No one has seen God yet, but when we engage in biblical love for one another (dating, married, or single), we can see God. We see him by the work of his grace and love, as it perfects us through one another. We are the physical representation of God’s love to each other. We can begin to see that harmony and balance restored from the garden: God loves us, so that we can love others, and our love for others reveals our love for God.

God or Girlfriend?

The cliché phrase is not as simple as it sounds, because a boyfriend doesn’t necessarily have to choose God over us, or us over God. Harmony and balance is being made possible again through Christ, but we still have to deal with fractures in that restored harmony caused by sin. Therefore, the cliché can be helpful. It warns about the possibility of idolatry in our dating, as well as in our marriages.

“Don’t mistake your godly boyfriend’s natural desire for you as idolatry.”

Let’s be clear: your boyfriend should be really into you, and this does not automatically mean he is idolizing you. We don’t want to over-spiritualize Christian dating. I’ve heard romantic feelings and attraction dismissed as unimportant or unnecessary among Christians. Let’s be careful not to adopt a functionally gnostic or simplistic way of looking at romantic relationships, where the physical is evil and the spiritual is good. They are not opposing forces, but in fact joined together in the person of Christ. We follow the God-man, who is wholly physical and spiritual.

It’s clear in Song of Songs that the man and the woman are enjoying the physical and spiritual dynamics in marriage, and that God delights in them both, as well. God wired us for romantic feelings and attraction, but there must also be biblical love present in the relationship (something very different from romantic feelings). We subject our feelings for one another to God and his word.

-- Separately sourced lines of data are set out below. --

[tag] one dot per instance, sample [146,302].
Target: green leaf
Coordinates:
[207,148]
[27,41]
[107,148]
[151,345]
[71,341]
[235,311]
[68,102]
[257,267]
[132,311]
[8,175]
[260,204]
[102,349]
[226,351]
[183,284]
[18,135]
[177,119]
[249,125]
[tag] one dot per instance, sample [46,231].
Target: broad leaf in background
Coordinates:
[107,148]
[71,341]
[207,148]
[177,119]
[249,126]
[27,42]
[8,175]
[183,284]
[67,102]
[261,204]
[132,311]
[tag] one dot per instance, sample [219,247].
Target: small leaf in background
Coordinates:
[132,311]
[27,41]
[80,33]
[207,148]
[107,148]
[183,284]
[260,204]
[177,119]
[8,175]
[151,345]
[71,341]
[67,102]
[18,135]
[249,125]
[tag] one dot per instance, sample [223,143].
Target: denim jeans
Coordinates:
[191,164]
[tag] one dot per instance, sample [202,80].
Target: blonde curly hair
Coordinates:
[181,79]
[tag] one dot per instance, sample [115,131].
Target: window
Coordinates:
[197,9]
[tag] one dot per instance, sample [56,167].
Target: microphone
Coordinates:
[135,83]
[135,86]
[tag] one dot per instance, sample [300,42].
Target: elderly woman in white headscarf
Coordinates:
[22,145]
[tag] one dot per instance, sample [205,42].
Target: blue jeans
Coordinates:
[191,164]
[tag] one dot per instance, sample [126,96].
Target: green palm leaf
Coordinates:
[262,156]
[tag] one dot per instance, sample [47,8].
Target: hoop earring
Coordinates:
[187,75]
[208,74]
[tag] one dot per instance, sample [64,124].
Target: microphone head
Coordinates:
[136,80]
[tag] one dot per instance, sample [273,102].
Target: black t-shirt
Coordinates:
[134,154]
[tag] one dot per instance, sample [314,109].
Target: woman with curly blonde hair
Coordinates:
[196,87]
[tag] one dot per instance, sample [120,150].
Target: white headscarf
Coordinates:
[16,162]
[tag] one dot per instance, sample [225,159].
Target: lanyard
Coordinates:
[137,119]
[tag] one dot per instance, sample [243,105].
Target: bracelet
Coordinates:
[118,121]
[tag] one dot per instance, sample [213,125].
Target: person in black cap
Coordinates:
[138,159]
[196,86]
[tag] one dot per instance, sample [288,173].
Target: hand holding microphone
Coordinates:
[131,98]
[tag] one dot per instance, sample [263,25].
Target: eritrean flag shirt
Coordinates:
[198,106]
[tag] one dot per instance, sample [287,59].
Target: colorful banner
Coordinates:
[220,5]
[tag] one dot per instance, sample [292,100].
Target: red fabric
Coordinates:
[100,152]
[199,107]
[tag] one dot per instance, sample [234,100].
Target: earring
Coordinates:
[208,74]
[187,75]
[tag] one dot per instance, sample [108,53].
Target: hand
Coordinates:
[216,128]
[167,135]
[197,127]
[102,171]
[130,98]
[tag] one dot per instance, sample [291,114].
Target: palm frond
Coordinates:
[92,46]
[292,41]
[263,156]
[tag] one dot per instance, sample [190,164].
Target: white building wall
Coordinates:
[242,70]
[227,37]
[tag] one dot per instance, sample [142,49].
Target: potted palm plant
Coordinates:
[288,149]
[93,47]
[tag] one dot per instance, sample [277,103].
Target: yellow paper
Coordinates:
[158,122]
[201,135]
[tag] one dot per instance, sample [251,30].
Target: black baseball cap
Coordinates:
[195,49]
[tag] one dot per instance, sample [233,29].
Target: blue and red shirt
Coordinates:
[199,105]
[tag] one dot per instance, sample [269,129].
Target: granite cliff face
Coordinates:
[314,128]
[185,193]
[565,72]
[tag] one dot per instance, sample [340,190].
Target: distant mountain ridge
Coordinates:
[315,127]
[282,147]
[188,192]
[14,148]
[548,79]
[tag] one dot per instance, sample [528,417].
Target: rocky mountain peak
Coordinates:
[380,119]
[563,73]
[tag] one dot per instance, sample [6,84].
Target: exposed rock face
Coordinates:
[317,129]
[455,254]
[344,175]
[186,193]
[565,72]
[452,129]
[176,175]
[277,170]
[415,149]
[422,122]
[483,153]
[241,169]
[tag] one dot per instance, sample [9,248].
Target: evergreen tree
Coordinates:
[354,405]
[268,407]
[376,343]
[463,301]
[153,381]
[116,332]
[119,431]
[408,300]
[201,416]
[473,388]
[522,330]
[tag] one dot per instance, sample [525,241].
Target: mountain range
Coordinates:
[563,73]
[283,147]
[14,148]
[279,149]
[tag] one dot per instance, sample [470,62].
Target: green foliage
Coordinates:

So, don’t mistake your godly boyfriend’s natural desire for you as idol worship. But don’t immediately assume his affection for you is balanced, either. He should treat you like a prized princess, and he must also be giving his undivided heart and attention to the King of his life and lover of his soul.

Which Love Comes First?

When I was dating my husband he was (and still is) a godly man, but looking back he sees ways that our relationship slowly replaced his relationship with God. As a single man he spent more of his free time in Bible reading and prayer, but when we started dating that time was much more often devoted to me. He recalls that when we were first married it became challenging to spend personal time with the Lord while I was around.

He sees now how easy it was for him (somebody who values physical touch and presence) to replace his relationship with God with our relationship. The slow process of these small, seemingly innocent choices — long conversations, watching movies, hanging out more and more — turned into spiritual drifting.

Isn’t it easier and more natural for us to choose the seen over the unseen? But when we choose to prioritize and pursue the unseen, we start to experience more of the harmony and balance Adam and Eve once enjoyed together.

“If you want your boyfriend to be a future husband who loves like Christ, he better love Jesus now.”

God still made Eve for Adam, even though Adam had God. This shows that the male/female relationship is important and beneficial. But since the fall, we have to be mindful of sin’s pitfalls — ways in which we exalt the gift above the Giver, the seen above the Unseen, the relationship above the Relationship. If you want your boyfriend to turn into a husband who loves you like Christ, make sure he is walking with Christ. How else can he love you like him?

The best way for your boyfriend to love you is to love Jesus.